This trope is long standing. The Nottingham (ironically, Jewish) writer Rose Fyleman - whose poetry Five Leaves published - wrote a children's book, I forget which one, which had the heroine passing a Gypsy encampment, then coming across a baby in its cot, drawing the conclusion that the Gypsies must have stolen the baby and the girl took it to the police. That the culprit was a nursemaid dallying with her boyfriend is irrelevant - the issue is that this was natural to immediately suspect Gypsies of stealing babies. I can't find my copy, but don't remember them getting an apology when they were found to be uninvolved!
If you are new to this world perhaps the best book to read is Ian Hancock's We are the Romani People (University of Hertfordshire, 2002), a basic history of the diverse Romani world. Readers of Ian's book will note that it is usually Romani children who have been stolen, enslaved and in some cases transported.
Ian himself is a Romanischal. He was from a London family but lives in America where he is a professor of linguistics at the University of Texas, one of only two English-speaking Romani professors in the world. Interestingly, he is also fluent in Yiddish, and used to teach the language. He is also fluent in the major Romani dialects.
Ian wrote the introduction to the Five Leaves book Settela, translated from Dutch by the Romani Janna Eliot. The original book is by Aad Wagenaar. Aad wanted to trace the story of a well known Dutch Holocaust image, of a young girl looking back from a train heading towards Auschwitz. Who was she, what happened to her? Assuming she was Jewish initially, Aad discovered she had been Settela Steinbach, a Sinti girl (Sintis are a particular Romani "tribe" - excuse the shorthand description). She was murdered on 31st July 1944. Aad traced her story, and those of her surviving family and their attempts to trace her fate after the war.
Janna wrote a further book for Five Leaves, Spokes, a series of short stories fictionalising true stories of individuals across the entire Traveller world, including from her own Russian musical family.
The third book is the autobiographical Beneath the Blue Skies by Dominic Reeve, a partially Romani man who literally ran away to join the Gypsies to avoid conscription. He married the Romani artist Beshlie. This book is a memoir of the 1960s, when Romanies left behind the "wagon years" as stopping places began to be closed to them and traditional trades died out, turning to automated transport and other trades such as scrap-dealing and motor repair. Dominic, now at an advanced age, is still selling compost door to door.
Publishing these books - we should have done more - and having a Traveller section in the bookshop is important to me. My mother's family were Scottish Travellers in origin, at least in part. She was born in a hamlet next door to a Romani family and my childhood was full of "Gypsy" friends. Indeed, until the age of seventeen we always had a trailer, living part of the year in it. The links are long gone, but as a nod to that past I keep an interest in the Traveller world.
As someone living in the outside world I have come across, and challenged, people referring to pikeys, to gippoes. Scottish Travellers are not a Romani ethnic group (nor are the unrelated Irish Travellers) but to hear the current vile or veiled comments by politicians and the press is an invitation to solidarity. We saw this scapegoating in the press before over the Dale Farm eviction of Irish Travellers and see it now against Roma desperate to leave a world where education, employment and in some cases access to water and sanitation is impossible for them. Scottish Travellers, in recent times, have not been persecuted, are literate and form part of the diversity of Scotland. Now, more than ever, I am pleased that we published these books and have a small, but prominent Traveller section in the bookshop.

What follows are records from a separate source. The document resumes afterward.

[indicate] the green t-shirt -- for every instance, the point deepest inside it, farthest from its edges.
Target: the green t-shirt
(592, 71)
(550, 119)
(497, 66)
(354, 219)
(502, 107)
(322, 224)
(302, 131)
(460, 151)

Gravediggin' Under the Mancy Way said...

Hey Rose, my family are of mixed Romany/Scottish Traveller/Jewish origin- I was involved in the publication of a collection of poetry/fiction/photography/art "Gypsy Storytellers" which was published with the aim of raising money for the people of Dale Farm...
I've read two of Dominic Reeve's autobiographical books (Smoke in the Lanes/Green Lanes and Kettle Cranes)- absolutely agree we need a section in workshops to promote work by Gypsy/Traveller writers.
I have't heard of your publishing company until now, having found it via the almighty Google...;-)

Gravediggin' Under the Mancy Way said...

Ross- not Rose:one too many ciders and a few to many typos later...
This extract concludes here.